Talitha Rossi | Casa de Cultura Laura Alvim

No dia 25 de setembro, a Casa de Cultura Laura Alvim, um espaço da Secretaria de Estado de Cultura/FUNARJ, inaugura “Só de amor, só do amor”, a maior exposição da trajetória da artista plástica Talitha Rossi, que ocupará todo o espaço expositivo do centro cultural, em uma área total de 120m2. Com curadoria de Isabel Sanson Portella, serão apresentados cerca de 40 trabalhos recentes e inéditos, dentre instalações, esculturas e fotografias, que falam sobre o amor, tema que sempre esteve presente nas obras da artista, mas que ganha mais intensidade nesta exposição.

“Talitha Rossi, numa coletiva de si mesma, apresenta obras que, acima de tudo, celebram o amor. Amor a flor da pele, que transborda, que rasga o corpo expondo órgãos e fluidos numa corrente continua. A intensidade é a da vida, mas a delicadeza é a marca presente em cada detalhe”, afirma a curadora Isabel Sanson Portella.

Para criar as obras, Talitha Rossi usa materiais diversos, como brinquedos, ossos de animais, bordados, retalhos, tecidos, fios exóticos, cristais brutos, peles, escamas, conchas, entre outros. Trabalha com texturas, brilhos, cores, adorna as esculturas, além de emprestar o próprio corpo para foto-performances. “São sentimentos produzidos em série que se transformaram em objetos, que comunicam sobre mim e tantas mulheres”, ressalta a artista.

A mostra falará de todo o tipo de amor, criando um circuito que passa pelas diversas fases do sentimento.
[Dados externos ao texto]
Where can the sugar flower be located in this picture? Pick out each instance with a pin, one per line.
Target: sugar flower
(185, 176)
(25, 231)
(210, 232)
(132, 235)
Na primeira sala, estará o amor carnal, com obras em vermelho, que tratam do fetiche, do sexo, da traição, do desafeto e também da autossabotagem. “Se o vermelho do sangue escorre é para lavar, como num rito de passagem, magoas e desafetos, e assim despertar o amor. Cada objeto escolhido trás uma memória, muitas vezes de solidão, mas sempre com a coragem da busca”, afirma a curadora. Nesta sala, predomina o vermelho forte, vibrante, presente em tecidos com texturas, brilhos e pedras, como na obra “Tua omissão mentia, meu amor sentia” (2018), feita com bordado de pedraria sobre retalhos vermelhos. Ali também estarão grandes emaranhados de novelos de lã, que compõem instalações, esculturas e foto-performances. Talitha Rossi usa os fios do novelo de lã como uma metáfora dos relacionamentos atuais, muitas vezes “embolados ou soltos por um fio”.

A segunda sala será minimalista, com poucas esculturas, em tons de branco e pérola, em harmonia com o chão de mármore da Casa de Cultura Laura Alvim. “As obras deste espaço falam sobre a cura, sobre o silêncio, a busca pelo amor-próprio, a paz e a delicadeza que o autoconhecimento e a maturidade trazem com o tempo”, conta a artista. As esculturas desta sala são feitas com tecidos que remetem ao conforto, ao aconchego, como o veludo. Há também plumas e penas sintéticas, que tem a intenção de dar leveza, tratando da questão dos ciclos, de mudança de plumagem, do renascer renovado.

Na terceira e última sala, as obras em tons de rosa claro tratam do homem pós-moderno, “que quer ser leve, mas não se livra dos tantos pesos da existência”. As obras “Ovulação”, “Fecundação” e “Está tudo dentro”, produzidas este ano, trazem pedras preciosas misturadas a pérolas e bordados em tons rosados, que refletem sobre a feminilidade e a continuação da raça humana. Nesta mesma sala, estará a série “Extinção” (2017), que traz ossos bordados de animais mortos, questionando a exploração animal e a extinção da vida na Terra. “Talitha expõe o mais íntimo do ser. Vai fundo, até os ossos, espreme as entranhas, troca de pele e empresta o próprio corpo para falar de amor, só do amor”, ressalta a curadora.